July wasn’t a great month for the state-owned oil company Pemex.
Two workers were killed in a fire that broke out on an offshore platform in the Gulf on July 7. Then on July 26, Pemex admitted that oil spilled into the same body of water from an aging underwater pipeline soon afterward. And then last Sunday — the penultimate day of the month — Pemex shut down Mexico’s largest oil-exporting terminal due to a leak, according to a report by the Bloomberg news agency.
Bloomberg reported Tuesday that Pemex closed the Yúum K’ak’ Náab floating production storage and offloading (FPSO) unit in the Gulf of Mexico because of a leak in one of its hose trains.
The news agency said it saw the information in a shipping report. Norwegian FPSO operator BW Offshore handed over ownership and operation of the Yúum K’ak’ Náab FPSO unit to Pemex just over a year ago.
The FPSO, located off the coast of Campeche, has storage capacity of 2.2 million barrels, with oil processing capacity of 200,000 barrels per day and gas handling capacity of 120 million cubic feet per day, according to the online business intelligence platform BNamericas.

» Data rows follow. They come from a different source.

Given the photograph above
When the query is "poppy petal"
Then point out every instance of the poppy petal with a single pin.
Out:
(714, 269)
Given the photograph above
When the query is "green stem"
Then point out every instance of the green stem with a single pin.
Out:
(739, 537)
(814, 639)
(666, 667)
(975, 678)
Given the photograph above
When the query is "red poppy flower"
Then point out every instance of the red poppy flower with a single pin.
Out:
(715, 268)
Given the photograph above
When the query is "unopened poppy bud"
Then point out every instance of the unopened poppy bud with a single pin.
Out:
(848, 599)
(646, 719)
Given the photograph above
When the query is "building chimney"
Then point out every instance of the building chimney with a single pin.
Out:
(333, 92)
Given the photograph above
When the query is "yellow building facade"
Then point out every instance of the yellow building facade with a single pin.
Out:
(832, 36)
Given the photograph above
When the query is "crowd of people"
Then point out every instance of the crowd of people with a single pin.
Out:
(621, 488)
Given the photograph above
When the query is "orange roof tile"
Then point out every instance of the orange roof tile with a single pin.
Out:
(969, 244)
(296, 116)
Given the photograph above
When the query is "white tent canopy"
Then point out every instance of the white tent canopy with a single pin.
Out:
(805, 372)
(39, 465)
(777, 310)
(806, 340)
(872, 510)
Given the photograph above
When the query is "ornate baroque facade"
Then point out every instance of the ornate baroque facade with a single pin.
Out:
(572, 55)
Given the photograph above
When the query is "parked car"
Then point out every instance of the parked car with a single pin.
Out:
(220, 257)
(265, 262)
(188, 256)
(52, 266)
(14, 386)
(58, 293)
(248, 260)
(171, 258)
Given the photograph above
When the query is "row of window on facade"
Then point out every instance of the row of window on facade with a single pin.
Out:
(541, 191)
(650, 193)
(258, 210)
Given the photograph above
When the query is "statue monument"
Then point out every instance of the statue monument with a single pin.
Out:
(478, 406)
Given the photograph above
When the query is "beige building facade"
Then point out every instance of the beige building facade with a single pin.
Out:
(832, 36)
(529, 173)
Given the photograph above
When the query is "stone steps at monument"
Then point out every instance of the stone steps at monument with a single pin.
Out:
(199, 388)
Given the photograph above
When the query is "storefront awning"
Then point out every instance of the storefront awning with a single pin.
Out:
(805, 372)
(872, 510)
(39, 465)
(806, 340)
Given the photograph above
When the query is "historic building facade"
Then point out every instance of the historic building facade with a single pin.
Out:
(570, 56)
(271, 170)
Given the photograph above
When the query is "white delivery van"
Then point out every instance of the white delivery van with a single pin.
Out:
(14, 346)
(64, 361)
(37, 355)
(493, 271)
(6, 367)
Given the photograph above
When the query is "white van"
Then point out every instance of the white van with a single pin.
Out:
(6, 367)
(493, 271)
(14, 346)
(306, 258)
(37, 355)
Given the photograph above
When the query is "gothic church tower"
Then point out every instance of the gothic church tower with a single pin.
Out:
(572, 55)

Bloomberg noted that Pemex also shut its terminal in Salina Cruz, Oaxaca, last month “after hoses loading a ship were blown off by strong winds.”

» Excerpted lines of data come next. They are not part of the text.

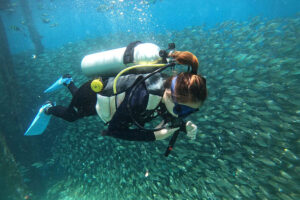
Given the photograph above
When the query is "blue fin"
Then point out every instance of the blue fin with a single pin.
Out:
(58, 84)
(40, 122)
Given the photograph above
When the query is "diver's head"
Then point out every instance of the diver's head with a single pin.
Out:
(184, 94)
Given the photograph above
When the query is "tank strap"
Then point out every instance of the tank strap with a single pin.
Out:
(129, 52)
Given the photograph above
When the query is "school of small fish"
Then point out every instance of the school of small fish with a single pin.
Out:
(248, 141)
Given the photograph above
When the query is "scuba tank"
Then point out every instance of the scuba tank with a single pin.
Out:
(111, 62)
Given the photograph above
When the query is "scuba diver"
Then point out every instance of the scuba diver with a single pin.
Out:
(141, 98)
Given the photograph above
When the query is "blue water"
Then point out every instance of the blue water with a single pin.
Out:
(247, 146)
(78, 20)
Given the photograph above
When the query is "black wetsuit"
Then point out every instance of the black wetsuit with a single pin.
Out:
(83, 104)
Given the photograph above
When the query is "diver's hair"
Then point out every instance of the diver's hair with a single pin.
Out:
(189, 87)
(186, 58)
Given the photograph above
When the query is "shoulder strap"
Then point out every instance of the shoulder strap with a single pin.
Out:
(129, 52)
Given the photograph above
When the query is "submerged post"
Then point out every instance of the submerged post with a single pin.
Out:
(33, 33)
(9, 89)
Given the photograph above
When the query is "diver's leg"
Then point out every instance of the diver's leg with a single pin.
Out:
(68, 114)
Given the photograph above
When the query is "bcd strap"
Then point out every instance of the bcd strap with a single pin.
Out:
(129, 52)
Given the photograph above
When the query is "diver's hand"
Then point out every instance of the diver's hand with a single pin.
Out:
(191, 130)
(164, 133)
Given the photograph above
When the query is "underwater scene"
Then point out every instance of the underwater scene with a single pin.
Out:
(248, 140)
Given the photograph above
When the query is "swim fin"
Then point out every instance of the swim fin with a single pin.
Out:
(40, 122)
(58, 84)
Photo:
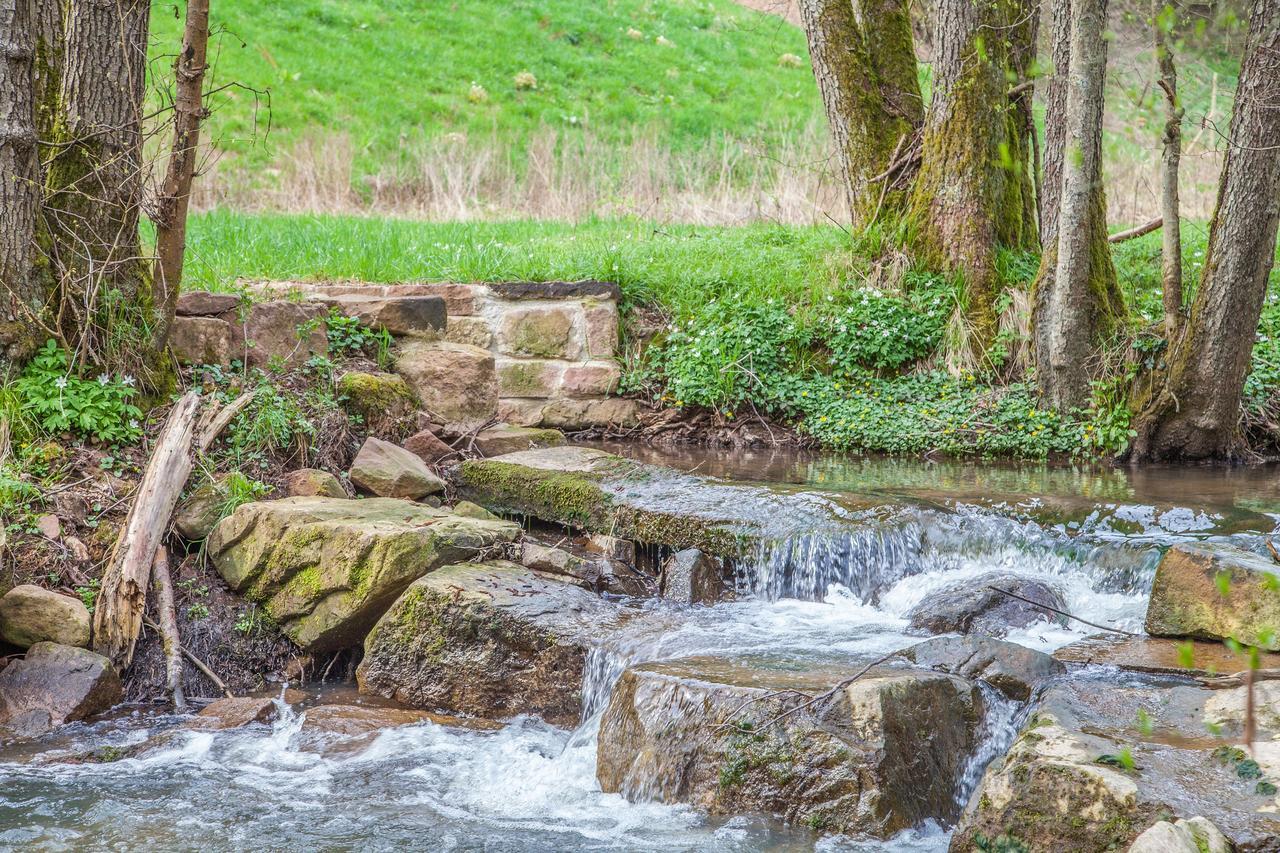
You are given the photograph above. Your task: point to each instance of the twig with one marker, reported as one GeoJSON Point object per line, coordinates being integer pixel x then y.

The string of mishaps occurred at a time of year when Pemex’s oil sales to the United States usually increase to meet demand generated by the summer vacation period, when many people go on road trips.

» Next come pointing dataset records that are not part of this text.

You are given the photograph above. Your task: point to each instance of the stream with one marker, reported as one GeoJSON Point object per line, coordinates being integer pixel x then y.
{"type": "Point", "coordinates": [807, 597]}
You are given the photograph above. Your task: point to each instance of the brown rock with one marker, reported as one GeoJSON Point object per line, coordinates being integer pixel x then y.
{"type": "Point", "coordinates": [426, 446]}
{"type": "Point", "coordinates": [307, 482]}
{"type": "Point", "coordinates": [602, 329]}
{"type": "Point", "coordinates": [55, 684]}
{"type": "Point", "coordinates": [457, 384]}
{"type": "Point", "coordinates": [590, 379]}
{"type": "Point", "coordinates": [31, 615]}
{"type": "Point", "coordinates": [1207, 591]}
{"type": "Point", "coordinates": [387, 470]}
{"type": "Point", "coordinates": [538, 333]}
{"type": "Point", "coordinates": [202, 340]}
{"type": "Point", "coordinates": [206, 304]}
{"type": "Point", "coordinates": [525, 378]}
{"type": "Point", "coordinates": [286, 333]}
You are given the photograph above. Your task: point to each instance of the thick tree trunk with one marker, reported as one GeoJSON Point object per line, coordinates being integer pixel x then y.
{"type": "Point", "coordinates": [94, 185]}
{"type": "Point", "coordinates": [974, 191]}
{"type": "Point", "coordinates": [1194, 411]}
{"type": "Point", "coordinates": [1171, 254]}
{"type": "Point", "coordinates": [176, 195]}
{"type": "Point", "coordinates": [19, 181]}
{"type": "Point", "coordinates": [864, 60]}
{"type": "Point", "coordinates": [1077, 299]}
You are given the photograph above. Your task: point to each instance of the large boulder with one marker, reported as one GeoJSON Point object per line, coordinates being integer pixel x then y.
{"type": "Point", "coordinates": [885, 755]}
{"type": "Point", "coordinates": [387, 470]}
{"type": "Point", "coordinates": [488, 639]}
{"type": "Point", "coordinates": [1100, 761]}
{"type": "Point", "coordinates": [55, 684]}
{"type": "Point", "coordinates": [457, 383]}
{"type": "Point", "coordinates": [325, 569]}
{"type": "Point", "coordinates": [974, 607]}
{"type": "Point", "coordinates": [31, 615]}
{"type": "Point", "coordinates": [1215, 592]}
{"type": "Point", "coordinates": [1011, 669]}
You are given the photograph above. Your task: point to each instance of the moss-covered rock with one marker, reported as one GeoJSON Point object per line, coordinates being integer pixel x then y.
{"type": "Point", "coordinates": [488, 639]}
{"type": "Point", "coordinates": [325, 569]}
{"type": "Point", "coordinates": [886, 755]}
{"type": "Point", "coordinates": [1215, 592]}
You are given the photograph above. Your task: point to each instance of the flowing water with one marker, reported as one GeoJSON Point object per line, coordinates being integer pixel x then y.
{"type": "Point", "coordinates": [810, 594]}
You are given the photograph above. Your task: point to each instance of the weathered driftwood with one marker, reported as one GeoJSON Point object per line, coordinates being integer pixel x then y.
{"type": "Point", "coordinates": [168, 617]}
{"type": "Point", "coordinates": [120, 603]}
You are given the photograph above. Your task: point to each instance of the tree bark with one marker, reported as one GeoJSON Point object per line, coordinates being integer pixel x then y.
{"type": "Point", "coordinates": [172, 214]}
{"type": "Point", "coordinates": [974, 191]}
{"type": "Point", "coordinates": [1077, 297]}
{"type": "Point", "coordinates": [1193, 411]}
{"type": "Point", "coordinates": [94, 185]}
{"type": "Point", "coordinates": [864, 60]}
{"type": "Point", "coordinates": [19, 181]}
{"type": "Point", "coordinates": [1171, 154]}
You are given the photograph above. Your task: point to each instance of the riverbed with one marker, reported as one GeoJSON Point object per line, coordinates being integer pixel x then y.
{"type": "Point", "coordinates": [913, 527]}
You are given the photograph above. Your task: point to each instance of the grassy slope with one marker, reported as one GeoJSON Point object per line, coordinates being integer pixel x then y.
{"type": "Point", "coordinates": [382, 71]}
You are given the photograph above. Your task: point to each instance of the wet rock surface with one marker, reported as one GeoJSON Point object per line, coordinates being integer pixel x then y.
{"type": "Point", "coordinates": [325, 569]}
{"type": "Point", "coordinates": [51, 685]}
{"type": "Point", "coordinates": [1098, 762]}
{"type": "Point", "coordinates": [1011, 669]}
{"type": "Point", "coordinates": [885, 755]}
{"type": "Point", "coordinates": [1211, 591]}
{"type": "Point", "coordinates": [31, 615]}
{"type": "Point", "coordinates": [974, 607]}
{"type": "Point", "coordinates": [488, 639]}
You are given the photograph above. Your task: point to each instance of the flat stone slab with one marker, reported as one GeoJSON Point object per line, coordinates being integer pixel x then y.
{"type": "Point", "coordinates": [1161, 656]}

Bloomberg reported that the Yúum K’ak’ Náab FPSO vessel and the Salina Cruz terminal were expected to resume operations later this week. Citing a shipping report, the news agency also said that Pemex was reactivating a floating platform at the Cayos Arcas terminal off the Campeche coast on Wednesday.
The activation, Bloomberg said, “is meant to help ease a backlog of seven ships waiting to load 8 million barrels of oil for clients in the U.S., South Korea, China and India.”
Pemex’s oil production has increased during the term of the current government, but the state-owned firm remains heavily indebted, with liabilities going above US $110 billion in the second quarter of the year.